Wenn es um die Entwicklung von Teamfähigkeit, Kooperation und Problemlösungskompetenz geht, bieten sich Lehrmittel wie Photon, ScottieGo! und BeCREO an. In erster Linie konzipiert, um beim Erlernen des Codierens und Programmierens zu helfen, eignen sie sich aufgrund ihrer inhaltlichen und methodischen Gestaltung hervorragend, um Schülerinnen und Schüler individuell oder in Gruppen an verschiedenen Aufgaben arbeiten zu lassen. Fertig ausgearbeitete, ausführliche Unterrichtsszenarien machen den Einsatz der kleinen Lernhelfer einfach. Sie beinhalten vielfältige Anwendungen, in denen die Schülerinnen und Schüler üben und Probleme lösen können oder auch Entscheidungen treffen und Risiken einschätzen müssen.

Wie können Schlüsselkompetenzen bei Schülerinnen und Schüler gefördert werden?

Photon ist ein Lernroboter, der über eine Vielzahl interaktiver Sensoren verfügt und dennoch robust genug für den Schulalltag ist. Das macht ihn zum idealen Lernmittel, das jeden Unterricht belebt und bereichert. Photon hat die Fähigkeit, auf seine Umgebung zu reagieren (Geräusche wie Klatschen), Laute zu äußern, Gefühle zu zeigen, seine Farbe zu wechseln und vieles mehr. So wird er schnell zum besten Freund der Schülerinnen und Schüler. Das Paket enthält neben dem Roboter detaillierte Unterrichtsszenarien, die für einen Kurs im Codieren und Programmieren geeignet sind. So wird die Stundenvorbereitung „kinderleicht“. Photon kann aber auch mit Einsatzmöglichkeiten in anderen Fächern aufwarten.

ScottieGo! ist ein weiteres Lehrmittel, das die Entwicklung der Kinder sowohl auf kognitiver als auch sozialer und emotionaler Ebene fördert. ScottieGo! funktioniert allerdings ein bisschen anders als Photon. Hier wird eine digitale Applikation mit analogen Programmierkärtchen in der realen Welt verbunden. Auf diese Weise unterstützt ScottieGo! die Kompetenzentwicklung im Bereich des Programmierens in der Grundschule. Das Lernspiel schult das logische Denkvermögen, entwickelt die algorithmische Intuition und zeigt, wie man Lösungsstrategien für komplexe Probleme erarbeitet und dabei in der Gruppe zusammenarbeitet.

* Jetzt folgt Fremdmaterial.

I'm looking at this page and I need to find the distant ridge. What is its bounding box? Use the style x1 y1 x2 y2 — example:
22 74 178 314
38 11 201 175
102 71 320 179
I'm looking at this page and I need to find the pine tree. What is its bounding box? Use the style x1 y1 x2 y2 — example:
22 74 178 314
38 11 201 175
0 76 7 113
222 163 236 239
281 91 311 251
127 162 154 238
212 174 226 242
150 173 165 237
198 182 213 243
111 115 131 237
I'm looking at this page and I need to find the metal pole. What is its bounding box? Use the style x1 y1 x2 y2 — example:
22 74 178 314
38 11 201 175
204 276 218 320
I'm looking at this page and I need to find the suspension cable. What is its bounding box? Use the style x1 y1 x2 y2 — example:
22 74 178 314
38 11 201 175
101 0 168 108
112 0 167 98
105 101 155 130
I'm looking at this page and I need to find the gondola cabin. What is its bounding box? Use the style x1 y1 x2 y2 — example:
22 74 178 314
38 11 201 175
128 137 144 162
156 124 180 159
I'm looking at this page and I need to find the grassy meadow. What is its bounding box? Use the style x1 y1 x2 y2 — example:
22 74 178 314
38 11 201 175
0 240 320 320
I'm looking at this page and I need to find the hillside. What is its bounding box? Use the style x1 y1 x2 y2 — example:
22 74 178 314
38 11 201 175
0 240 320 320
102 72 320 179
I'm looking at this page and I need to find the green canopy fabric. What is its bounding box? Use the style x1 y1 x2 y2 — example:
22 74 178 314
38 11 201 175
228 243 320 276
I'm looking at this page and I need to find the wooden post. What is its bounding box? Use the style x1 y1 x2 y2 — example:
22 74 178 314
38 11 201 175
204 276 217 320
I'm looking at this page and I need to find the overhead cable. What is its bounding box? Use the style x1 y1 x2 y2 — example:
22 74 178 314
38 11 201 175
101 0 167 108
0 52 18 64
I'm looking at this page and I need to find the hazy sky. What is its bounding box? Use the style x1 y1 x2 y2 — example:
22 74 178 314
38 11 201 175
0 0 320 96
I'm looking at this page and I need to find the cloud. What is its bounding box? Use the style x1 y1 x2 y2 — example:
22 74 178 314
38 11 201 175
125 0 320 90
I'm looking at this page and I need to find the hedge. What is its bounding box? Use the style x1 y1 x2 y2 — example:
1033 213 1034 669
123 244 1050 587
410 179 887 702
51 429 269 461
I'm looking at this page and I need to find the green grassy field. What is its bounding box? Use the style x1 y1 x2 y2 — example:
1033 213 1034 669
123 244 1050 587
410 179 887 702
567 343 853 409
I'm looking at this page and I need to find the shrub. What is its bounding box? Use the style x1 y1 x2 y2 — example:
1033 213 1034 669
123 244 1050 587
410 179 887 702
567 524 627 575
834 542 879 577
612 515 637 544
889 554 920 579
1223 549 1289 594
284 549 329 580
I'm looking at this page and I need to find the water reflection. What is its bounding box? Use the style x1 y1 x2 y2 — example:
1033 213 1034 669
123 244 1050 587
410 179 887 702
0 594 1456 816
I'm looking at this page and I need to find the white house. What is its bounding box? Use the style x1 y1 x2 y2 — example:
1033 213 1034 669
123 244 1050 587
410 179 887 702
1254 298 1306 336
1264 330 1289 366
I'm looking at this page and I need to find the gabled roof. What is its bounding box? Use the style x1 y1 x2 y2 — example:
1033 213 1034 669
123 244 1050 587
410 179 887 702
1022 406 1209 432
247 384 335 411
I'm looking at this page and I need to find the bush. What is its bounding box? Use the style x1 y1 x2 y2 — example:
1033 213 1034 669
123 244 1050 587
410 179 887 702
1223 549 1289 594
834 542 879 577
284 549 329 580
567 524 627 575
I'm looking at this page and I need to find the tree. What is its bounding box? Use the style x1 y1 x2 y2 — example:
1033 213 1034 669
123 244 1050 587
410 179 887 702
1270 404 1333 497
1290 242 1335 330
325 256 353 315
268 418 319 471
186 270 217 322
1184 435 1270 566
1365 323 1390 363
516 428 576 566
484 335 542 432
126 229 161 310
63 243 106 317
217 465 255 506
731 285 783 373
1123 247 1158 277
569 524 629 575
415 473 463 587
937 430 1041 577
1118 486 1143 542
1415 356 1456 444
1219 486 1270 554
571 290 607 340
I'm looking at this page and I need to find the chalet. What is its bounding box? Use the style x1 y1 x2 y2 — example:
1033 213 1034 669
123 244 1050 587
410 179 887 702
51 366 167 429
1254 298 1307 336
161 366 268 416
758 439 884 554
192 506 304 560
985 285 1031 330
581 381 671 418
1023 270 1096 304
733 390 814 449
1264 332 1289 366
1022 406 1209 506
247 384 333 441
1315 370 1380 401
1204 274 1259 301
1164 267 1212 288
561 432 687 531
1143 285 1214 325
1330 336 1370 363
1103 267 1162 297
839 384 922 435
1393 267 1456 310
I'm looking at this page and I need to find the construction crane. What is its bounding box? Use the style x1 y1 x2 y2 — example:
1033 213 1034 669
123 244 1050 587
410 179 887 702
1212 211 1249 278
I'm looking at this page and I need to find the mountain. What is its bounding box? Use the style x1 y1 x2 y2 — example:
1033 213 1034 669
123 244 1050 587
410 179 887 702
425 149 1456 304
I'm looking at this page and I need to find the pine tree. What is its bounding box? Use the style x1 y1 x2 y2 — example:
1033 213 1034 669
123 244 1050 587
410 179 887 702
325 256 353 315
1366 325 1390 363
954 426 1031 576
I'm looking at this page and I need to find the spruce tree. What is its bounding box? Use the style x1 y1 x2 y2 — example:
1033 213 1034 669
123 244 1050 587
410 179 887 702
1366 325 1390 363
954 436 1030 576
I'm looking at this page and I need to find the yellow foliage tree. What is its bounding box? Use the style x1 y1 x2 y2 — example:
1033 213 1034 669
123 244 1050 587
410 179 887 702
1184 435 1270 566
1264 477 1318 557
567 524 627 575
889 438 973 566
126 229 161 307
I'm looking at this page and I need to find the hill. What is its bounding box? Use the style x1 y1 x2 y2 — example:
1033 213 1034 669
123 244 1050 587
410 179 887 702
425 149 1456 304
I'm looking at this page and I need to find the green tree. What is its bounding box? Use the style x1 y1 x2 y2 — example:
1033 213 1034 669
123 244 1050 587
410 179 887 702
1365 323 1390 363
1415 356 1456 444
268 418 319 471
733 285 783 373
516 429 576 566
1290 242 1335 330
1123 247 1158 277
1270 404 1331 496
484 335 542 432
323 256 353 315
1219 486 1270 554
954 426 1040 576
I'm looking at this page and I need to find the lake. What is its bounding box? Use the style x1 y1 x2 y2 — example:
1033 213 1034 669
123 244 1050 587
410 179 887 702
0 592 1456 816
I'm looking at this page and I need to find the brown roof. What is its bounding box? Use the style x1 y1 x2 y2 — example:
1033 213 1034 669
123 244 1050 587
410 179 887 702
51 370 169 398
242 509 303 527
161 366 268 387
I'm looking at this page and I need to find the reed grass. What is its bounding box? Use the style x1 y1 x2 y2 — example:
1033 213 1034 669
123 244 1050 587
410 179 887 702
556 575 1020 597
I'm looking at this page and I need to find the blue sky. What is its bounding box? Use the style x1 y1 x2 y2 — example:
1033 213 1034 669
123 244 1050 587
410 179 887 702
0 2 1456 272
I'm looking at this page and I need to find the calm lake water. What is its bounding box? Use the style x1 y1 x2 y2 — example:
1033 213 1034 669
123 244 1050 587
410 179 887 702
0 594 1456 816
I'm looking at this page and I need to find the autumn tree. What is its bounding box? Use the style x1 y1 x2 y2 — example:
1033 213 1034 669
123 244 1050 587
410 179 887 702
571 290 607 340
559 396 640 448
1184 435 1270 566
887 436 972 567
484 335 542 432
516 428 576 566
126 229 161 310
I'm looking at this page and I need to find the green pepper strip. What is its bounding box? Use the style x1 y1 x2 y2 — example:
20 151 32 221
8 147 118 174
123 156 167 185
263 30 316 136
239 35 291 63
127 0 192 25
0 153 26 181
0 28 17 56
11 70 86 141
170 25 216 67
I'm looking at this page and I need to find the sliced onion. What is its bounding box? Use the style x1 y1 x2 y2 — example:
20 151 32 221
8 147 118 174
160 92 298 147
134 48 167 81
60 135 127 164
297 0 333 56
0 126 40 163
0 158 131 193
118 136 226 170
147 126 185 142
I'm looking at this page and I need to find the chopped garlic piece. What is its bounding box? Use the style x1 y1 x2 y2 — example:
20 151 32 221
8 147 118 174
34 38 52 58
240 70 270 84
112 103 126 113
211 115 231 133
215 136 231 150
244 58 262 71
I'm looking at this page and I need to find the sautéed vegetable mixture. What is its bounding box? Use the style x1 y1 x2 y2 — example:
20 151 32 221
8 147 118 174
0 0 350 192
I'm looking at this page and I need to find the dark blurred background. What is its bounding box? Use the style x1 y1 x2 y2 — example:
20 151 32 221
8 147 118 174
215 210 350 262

BeCREO ist eine weitere Möglichkeit, mit Schülerinnen und Schülern spielerisch programmieren zu lernen, die sich von den vorherigen deutlich unterscheidet. Das Paket besteht aus einer Applikation und aus elektronischen Bausatz-Modulen. Damit haben Kinder die Möglichkeit, eigene Anwendungen zu bauen, die Funktionsweise der verwendeten Module zu programmieren und in der Realität ihr selbst geschriebenes Programm zu überprüfen. Die Applikation stellt verschiedene Arbeitsmodi zur Verfügung – Lernmodus, Aufgabenmodus und freier Modus. Jede Stufe garantiert viele Stunden Beschäftigung und Spaß und insbesondere wird dabei der Wissenserwerb spielerisch gefördert.

Das Konzept ist vielschichtig – die Schülerinnen und Schüler beginnen ihr Abenteuer mit BeCREO auf der Grundstufe und enden auf fortgeschrittenem Niveau.

Kompetenzen werden nicht durch das geprägt, was wir lehren, sondern durch das, wie wir lehren.

Die Produkte von insGraf DIGITAL unterstützen die Schülerinnen und Schüler beim Erwerb von Schlüsselkompetenzen und legen dabei den Fokus insbesondere auf digitale Kompetenzen. Jedes der hier aufgeführten Lehrmittel ermutigt die Schülerinnen und Schüler, aktiv zu werden, und lässt sie durch ihr eigenes Handeln Wissen nachhaltig erwerben.